Crypto-assets have drawn much attention of late. From Bitcoin’s market volatility, through what I call ‘Cryptopian’ enthusiasm, clean down to regulator puzzlement over how best to regulate Bitcoin’s cousins, stories in the financial press seem as often as not to concern digital currencies, blockchain technology, or any of a growing array of new topics now routinely lumped under the barbarous rubric of ‘fintech.’
Against this backdrop, we hear many dark augurs and some sunny ones, too. Cryptopians claim crypto-monies will supplant ‘mere fiat’ money, liberating us from both government oppression and central bank currency ‘debasement.’ Worrywarts warn blockchain will aggravate crime and yet-further shade both black and shadow markets, which we will lose all capacity to regulate. And still others look forward to privacy Paradises and revived local ‘circulation economies.’
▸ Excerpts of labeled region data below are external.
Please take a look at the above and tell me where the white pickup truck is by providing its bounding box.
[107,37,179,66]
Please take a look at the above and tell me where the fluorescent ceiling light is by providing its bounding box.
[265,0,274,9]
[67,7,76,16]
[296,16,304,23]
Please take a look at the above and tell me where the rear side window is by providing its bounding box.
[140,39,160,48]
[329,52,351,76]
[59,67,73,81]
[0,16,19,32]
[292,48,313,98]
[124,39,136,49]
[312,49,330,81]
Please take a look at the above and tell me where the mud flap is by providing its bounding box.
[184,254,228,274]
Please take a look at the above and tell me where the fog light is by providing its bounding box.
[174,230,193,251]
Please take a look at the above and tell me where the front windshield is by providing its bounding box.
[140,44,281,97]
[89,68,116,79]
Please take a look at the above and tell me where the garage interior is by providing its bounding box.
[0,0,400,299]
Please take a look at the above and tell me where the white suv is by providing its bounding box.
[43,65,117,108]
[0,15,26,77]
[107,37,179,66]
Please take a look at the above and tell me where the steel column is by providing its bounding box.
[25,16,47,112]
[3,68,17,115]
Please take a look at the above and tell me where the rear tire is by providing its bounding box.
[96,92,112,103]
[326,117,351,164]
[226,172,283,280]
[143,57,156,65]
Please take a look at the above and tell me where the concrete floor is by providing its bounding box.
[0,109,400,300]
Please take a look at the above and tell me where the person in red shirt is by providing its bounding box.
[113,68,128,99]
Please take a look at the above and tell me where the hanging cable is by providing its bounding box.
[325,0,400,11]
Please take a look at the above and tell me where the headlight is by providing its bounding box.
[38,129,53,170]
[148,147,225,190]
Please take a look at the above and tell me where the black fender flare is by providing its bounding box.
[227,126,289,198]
Many a layperson lacking in info-tech education might wonder just what to make of these claims. Must one be a programmer or cryptographer before she can weigh in on such heady matters? This Essay argues that the answer, where most fintech is concerned, is ‘probably not.’ Where crypto-currency is the subject, however, we can be sure that the answer is no. For as it happens, we have been here before. The story of America’s paper money is a preview of the story we will soon see unfolding for crypto-money. Our money’s past is, in short, our fintech’s future.
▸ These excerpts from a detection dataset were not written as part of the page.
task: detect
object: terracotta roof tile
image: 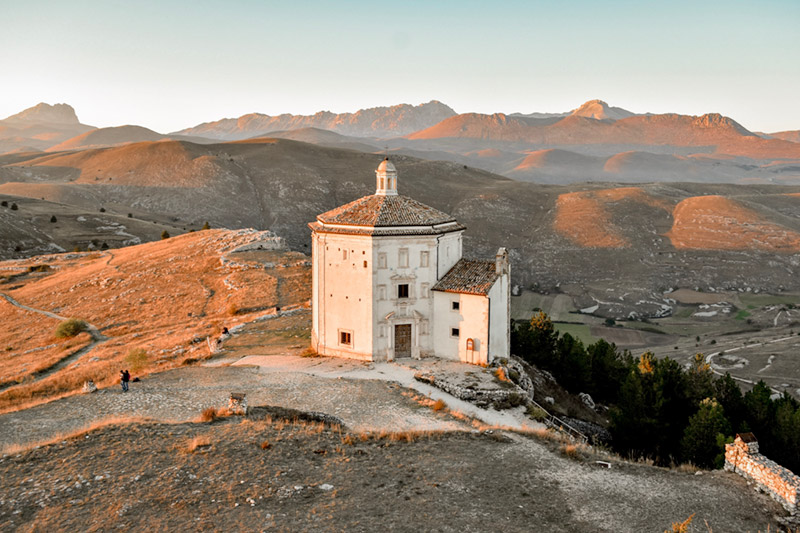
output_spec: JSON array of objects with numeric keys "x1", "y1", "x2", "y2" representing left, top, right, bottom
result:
[
  {"x1": 308, "y1": 222, "x2": 466, "y2": 237},
  {"x1": 317, "y1": 194, "x2": 456, "y2": 227},
  {"x1": 433, "y1": 258, "x2": 499, "y2": 294}
]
The Essay tells its tale in three parts. First it recounts our most apposite history—the story of America’s move first from ‘wildcat’ banknotes through Treasury ‘Greenbacks’ to Fed-modulated credit-dollars. Then it shows how developments in the crypto space have been recapitulating that earlier evolution, and why that had to be so. And finally it sketches out the end-state toward which this is all heading—that of a Fed-administered digital dollar, with a comprehensive system of Fed Citizen Accounts serving as that dollar’s architecture.
1. Three Ages and Stages of Money
Dollar bills are remarkable things. They are the same all over the United States. Take out money from a bank branch or an ATM anywhere and you will get the same thing for your trouble: a combination of green one dollar, five dollar, ten dollar, twenty dollar or perhaps hundred dollar notes. They will all look the same, and they all will be worth the same when their denominations are the same.
That is what sovereign-issued currency looks like, even when paid out or lent out by nominally ‘private’ banks. Because they all deal in national currencies, banks are not really as private as you might think. They are licensed by us, the sovereign public, to deal in our money—our Federal Reserve Notes, as our money bills call themselves.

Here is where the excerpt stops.